Le deuxième volet permettra d’élaborer une méthode intégrée de gestion des crues et des sécheresses dans la région, grâce aux systèmes de données et d’informations et aux systèmes d’alerte précoce qui seront mis en place dans le bassin. L’élaboration et la mise en oeuvre du Système intégré d’alerte précoce pour les crues et la sécheresse à l’échelle du bassin de la Volta sera le principal résultat du projet. La plate-forme en accès libre myDewetra.world4 sera utilisée pour connecter les diverses bases de données (relatives à la météorologie, à l’hydrologie, à la climatologie, aux risques) et d’autres résultats validés, tels que les systèmes de modélisation hydrologique, les produits d’aide à la décision et les alertes rapides, provenant de projets et d’initiatives connexes aux plans local, national et régional. Pour mieux rassembler les informations, le système d’alerte précoce couvrira toute la chaîne de valeur de la réduction des risques: la cartographie de la vulnérabilité et des risques, la prévision, la diffusion des alertes et l’aide à la décision. L’exploitation de la nouvelle plateforme intégrée d’alerte précoce sera étayée par une série d’essais pilotes effectuées dans divers sous-bassins et zones vulnérables ayant des conditions socio-environnementales différentes. Des activités de renforcement des capacités seront menées pour veiller à ce que les nouveaux produits, services et outils soient utilisés. En outre, des modules d’auto-assistance prévoyant des solutions fondées sur la nature et des méthodes participatives adaptées aux besoins propres aux femmes seront élaborés aux plans local et national. 
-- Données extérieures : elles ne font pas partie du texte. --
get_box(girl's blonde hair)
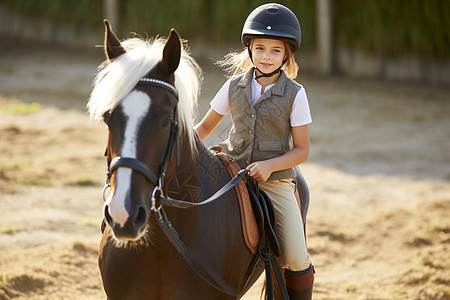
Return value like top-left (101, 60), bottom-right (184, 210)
top-left (216, 41), bottom-right (299, 79)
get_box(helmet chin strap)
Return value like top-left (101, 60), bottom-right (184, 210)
top-left (247, 48), bottom-right (287, 80)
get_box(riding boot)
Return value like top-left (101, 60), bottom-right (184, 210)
top-left (286, 264), bottom-right (314, 300)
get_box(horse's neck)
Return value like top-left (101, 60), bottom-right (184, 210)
top-left (167, 133), bottom-right (229, 202)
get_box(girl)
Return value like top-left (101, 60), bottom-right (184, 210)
top-left (195, 3), bottom-right (314, 299)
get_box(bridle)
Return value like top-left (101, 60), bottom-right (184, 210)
top-left (103, 77), bottom-right (249, 296)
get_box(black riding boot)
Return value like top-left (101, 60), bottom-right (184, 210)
top-left (286, 264), bottom-right (314, 300)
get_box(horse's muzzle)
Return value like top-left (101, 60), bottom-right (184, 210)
top-left (104, 205), bottom-right (149, 241)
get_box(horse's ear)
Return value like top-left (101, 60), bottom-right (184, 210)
top-left (162, 28), bottom-right (181, 73)
top-left (103, 19), bottom-right (126, 60)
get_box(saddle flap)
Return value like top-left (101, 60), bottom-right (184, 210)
top-left (211, 147), bottom-right (260, 254)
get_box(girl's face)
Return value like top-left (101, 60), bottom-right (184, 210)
top-left (250, 38), bottom-right (286, 73)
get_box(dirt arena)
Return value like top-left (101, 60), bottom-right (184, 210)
top-left (0, 40), bottom-right (450, 300)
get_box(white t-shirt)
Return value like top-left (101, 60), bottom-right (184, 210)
top-left (210, 75), bottom-right (312, 127)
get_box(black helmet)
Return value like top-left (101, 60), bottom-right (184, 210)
top-left (241, 3), bottom-right (302, 52)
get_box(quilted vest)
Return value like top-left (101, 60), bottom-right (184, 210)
top-left (220, 68), bottom-right (301, 180)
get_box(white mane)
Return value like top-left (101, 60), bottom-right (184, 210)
top-left (87, 38), bottom-right (202, 149)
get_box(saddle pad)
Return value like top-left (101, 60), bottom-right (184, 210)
top-left (210, 147), bottom-right (259, 254)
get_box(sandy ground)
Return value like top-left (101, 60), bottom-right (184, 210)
top-left (0, 40), bottom-right (450, 300)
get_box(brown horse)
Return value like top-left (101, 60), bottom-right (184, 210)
top-left (88, 21), bottom-right (264, 300)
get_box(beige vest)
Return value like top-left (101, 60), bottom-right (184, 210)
top-left (220, 68), bottom-right (301, 180)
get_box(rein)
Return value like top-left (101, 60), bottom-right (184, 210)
top-left (103, 78), bottom-right (250, 297)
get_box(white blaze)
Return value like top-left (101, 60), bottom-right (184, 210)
top-left (105, 91), bottom-right (151, 227)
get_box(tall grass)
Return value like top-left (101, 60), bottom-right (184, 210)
top-left (1, 0), bottom-right (450, 58)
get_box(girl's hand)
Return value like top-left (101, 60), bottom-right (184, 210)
top-left (247, 161), bottom-right (272, 181)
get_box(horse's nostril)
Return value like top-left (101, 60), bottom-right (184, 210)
top-left (134, 206), bottom-right (147, 228)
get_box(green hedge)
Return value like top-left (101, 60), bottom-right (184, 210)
top-left (4, 0), bottom-right (450, 58)
top-left (334, 0), bottom-right (450, 58)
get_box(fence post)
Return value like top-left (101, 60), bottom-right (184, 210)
top-left (316, 0), bottom-right (334, 75)
top-left (103, 0), bottom-right (120, 32)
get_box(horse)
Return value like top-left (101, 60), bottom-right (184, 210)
top-left (87, 20), bottom-right (264, 300)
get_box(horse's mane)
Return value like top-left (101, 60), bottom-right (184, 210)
top-left (87, 38), bottom-right (202, 149)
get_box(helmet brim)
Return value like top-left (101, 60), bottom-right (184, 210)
top-left (242, 30), bottom-right (299, 52)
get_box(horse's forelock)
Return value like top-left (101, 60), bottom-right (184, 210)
top-left (87, 38), bottom-right (202, 149)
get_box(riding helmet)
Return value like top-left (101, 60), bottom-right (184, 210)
top-left (241, 3), bottom-right (301, 52)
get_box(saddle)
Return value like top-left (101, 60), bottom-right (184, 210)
top-left (210, 147), bottom-right (289, 299)
top-left (210, 147), bottom-right (260, 254)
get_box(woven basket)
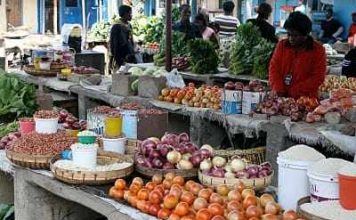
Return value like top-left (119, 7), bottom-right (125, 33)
top-left (6, 150), bottom-right (53, 170)
top-left (51, 151), bottom-right (134, 185)
top-left (297, 196), bottom-right (328, 220)
top-left (214, 147), bottom-right (266, 164)
top-left (135, 164), bottom-right (198, 179)
top-left (23, 65), bottom-right (61, 77)
top-left (199, 171), bottom-right (273, 190)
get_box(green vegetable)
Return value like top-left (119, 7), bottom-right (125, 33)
top-left (0, 121), bottom-right (18, 138)
top-left (0, 70), bottom-right (37, 118)
top-left (188, 39), bottom-right (219, 74)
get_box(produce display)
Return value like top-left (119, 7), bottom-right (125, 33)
top-left (319, 75), bottom-right (356, 92)
top-left (158, 83), bottom-right (221, 110)
top-left (109, 173), bottom-right (302, 220)
top-left (135, 133), bottom-right (210, 170)
top-left (257, 94), bottom-right (319, 121)
top-left (229, 23), bottom-right (274, 79)
top-left (7, 131), bottom-right (76, 155)
top-left (0, 69), bottom-right (37, 119)
top-left (305, 89), bottom-right (356, 124)
top-left (188, 39), bottom-right (219, 74)
top-left (58, 110), bottom-right (87, 131)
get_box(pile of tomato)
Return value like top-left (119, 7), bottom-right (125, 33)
top-left (109, 173), bottom-right (301, 220)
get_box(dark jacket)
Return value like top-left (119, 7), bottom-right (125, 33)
top-left (110, 21), bottom-right (136, 67)
top-left (247, 18), bottom-right (278, 43)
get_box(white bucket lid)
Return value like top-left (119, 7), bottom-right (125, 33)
top-left (307, 158), bottom-right (352, 182)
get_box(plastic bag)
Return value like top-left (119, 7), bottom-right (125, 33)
top-left (166, 69), bottom-right (185, 88)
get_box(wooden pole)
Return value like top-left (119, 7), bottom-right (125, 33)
top-left (166, 0), bottom-right (172, 72)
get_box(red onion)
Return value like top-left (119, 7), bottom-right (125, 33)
top-left (189, 154), bottom-right (203, 167)
top-left (158, 144), bottom-right (169, 157)
top-left (162, 162), bottom-right (175, 170)
top-left (210, 167), bottom-right (225, 178)
top-left (152, 158), bottom-right (163, 169)
top-left (178, 133), bottom-right (189, 143)
top-left (235, 170), bottom-right (249, 179)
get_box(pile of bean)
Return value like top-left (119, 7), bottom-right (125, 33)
top-left (7, 131), bottom-right (76, 155)
top-left (34, 110), bottom-right (59, 119)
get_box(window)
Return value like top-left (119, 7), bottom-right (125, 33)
top-left (66, 0), bottom-right (78, 7)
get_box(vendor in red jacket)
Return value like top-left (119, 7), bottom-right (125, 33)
top-left (269, 12), bottom-right (326, 99)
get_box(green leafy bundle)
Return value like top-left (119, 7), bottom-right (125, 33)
top-left (188, 39), bottom-right (219, 74)
top-left (229, 23), bottom-right (274, 78)
top-left (0, 71), bottom-right (37, 118)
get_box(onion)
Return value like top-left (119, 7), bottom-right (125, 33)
top-left (231, 159), bottom-right (246, 172)
top-left (212, 156), bottom-right (226, 167)
top-left (200, 144), bottom-right (214, 155)
top-left (210, 167), bottom-right (225, 178)
top-left (152, 158), bottom-right (163, 169)
top-left (199, 149), bottom-right (212, 159)
top-left (158, 144), bottom-right (169, 157)
top-left (182, 153), bottom-right (192, 160)
top-left (177, 160), bottom-right (193, 170)
top-left (200, 159), bottom-right (213, 171)
top-left (178, 133), bottom-right (189, 143)
top-left (167, 150), bottom-right (182, 164)
top-left (190, 154), bottom-right (203, 167)
top-left (225, 172), bottom-right (235, 178)
top-left (162, 161), bottom-right (175, 170)
top-left (235, 170), bottom-right (249, 179)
«Chacun des pays du bassin de la Volta doit disposer d’informations hydrométéorologiques pour prévenir et gérer les effets néfastes du changement climatique. Mais aussi, et surtout, pour prendre des mesures afin d’offrir de meilleures conditions de vie aux populations vivant dans le bassin de la Volta.» — Colonel Martial Mé, représentant le Ministre des eaux et forêts de Côte d’Ivoire à l’atelier de lancement du projet

Le volet 3 examinera les avantages retirés de la mise en oeuvre du projet afin de réviser ou de concevoir des politiques, plans et lignes directrices pour la réduction des risques de catastrophes et l’adaptation au changement climatique. Les mesures et stratégies d’adaptation compatibles avec les politiques environnementales et sociales, de même qu’avec les principes d’égalité des sexes seront examinées au plan local afin d’accroître la résilience aux crues et aux sécheresses. La participation et l’engagement des acteurs locaux faciliteront l’adoption des stratégies de réduction des risques de catastrophe et d’adaptation au changement climatique et assureront une durabilité à long terme.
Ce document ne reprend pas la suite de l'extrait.